Fine-tuning & Reinforcement Learning for LLMs

In this presentation, Daniel highlights the use of reinforcement learning and efficient fine-tuning techniques like LoRA to improve large language models, enabling scalable and accessible AI training on AMD GPUs, including advanced quantization methods to optimize performance. He emphasizes collaboration with major AI platforms and invites the community to engage with their open-source tools and resources to advance AI research and applications.

In this presentation at AMD Dev Day, Daniel introduces the significance of reinforcement learning (RL) in improving large language models (LLMs) and various industries. He and his brother Michael have developed tools that allow users to train and run LLMs locally, including on AMD GPUs. Their work is widely adopted, with over 100 million monthly downloads on Hugging Face and numerous contributions to bug fixes and model improvements. Daniel emphasizes the collaborative efforts with major AI labs and platforms like Hugging Face and OpenAI to make AI more accessible and efficient.

Daniel explains reinforcement learning as a method where models learn by receiving rewards or penalties based on their actions, which can be applied across many fields such as trading, gaming, math, weather prediction, and AI code generation. He highlights how RL has led to significant performance improvements in models, citing the example of the 2048 game where RL helps the model learn to maximize rewards by achieving higher scores and avoiding errors. The ultimate goal of RL, he notes, is to automate AI research and potentially reach artificial general intelligence (AGI) by enabling models to learn and adapt across diverse tasks.

The talk also covers technical advancements in RL, including efficient fine-tuning methods like LoRA (Low-Rank Adaptation), which allow training only a small subset of model parameters rather than the entire model. Daniel discusses the importance of selecting the right parameters for LoRA to achieve high accuracy with fewer resources. He also highlights their work on speeding up inference during RL training, which is crucial since RL requires alternating between inference and training phases. Their framework supports 16-bit and 4-bit training and enables ultra-long context training by efficiently managing GPU and CPU memory.

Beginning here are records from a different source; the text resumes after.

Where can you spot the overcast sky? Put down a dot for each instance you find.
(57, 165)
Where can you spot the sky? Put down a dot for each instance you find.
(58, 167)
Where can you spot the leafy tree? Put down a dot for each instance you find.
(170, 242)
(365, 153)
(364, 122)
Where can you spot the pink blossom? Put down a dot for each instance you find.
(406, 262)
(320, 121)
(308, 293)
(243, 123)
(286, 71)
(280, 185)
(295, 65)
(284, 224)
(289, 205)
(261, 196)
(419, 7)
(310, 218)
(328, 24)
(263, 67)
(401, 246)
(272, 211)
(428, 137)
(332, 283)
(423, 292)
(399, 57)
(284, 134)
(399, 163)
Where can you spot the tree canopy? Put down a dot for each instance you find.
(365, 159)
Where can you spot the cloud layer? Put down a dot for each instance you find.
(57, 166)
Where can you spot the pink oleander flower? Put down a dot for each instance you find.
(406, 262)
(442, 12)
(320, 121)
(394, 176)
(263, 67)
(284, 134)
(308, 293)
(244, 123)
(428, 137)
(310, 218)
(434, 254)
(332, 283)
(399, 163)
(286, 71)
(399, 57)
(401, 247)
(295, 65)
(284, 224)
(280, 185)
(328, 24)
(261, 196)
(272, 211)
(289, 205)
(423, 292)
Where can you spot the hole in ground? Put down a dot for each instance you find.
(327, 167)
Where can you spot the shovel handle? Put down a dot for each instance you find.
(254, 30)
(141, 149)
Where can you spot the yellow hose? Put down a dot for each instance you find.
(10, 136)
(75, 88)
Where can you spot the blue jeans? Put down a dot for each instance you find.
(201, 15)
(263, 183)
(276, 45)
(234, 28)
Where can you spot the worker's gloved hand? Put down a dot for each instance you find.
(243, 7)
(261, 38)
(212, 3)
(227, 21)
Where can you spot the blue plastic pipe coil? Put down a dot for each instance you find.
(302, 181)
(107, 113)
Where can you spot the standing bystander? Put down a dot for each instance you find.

Another key topic is model quantization, where Daniel presents their dynamic 1.5-bit quantization technique that selectively reduces the precision of certain model layers to save memory without sacrificing performance. This approach allows models to run efficiently on hardware with varying capabilities, from high-end GPUs like AMD’s MI300 to more modest setups. He showcases benchmarks demonstrating that quantized models maintain strong accuracy on tasks like coding performance, making RL and LLM fine-tuning more accessible and scalable.

Finally, Daniel announces their support for AMD GPUs, particularly the MI300X with 192GB VRAM, which enables training large models locally with reinforcement learning. He invites attendees to a workshop where they will demonstrate RL on AMD hardware using examples like automatic kernel creation and the 2048 game. He concludes by encouraging the community to explore their tools, contribute on GitHub, and take advantage of AMD’s free GPU credits, emphasizing the collaborative and open nature of their work to advance RL and LLM capabilities.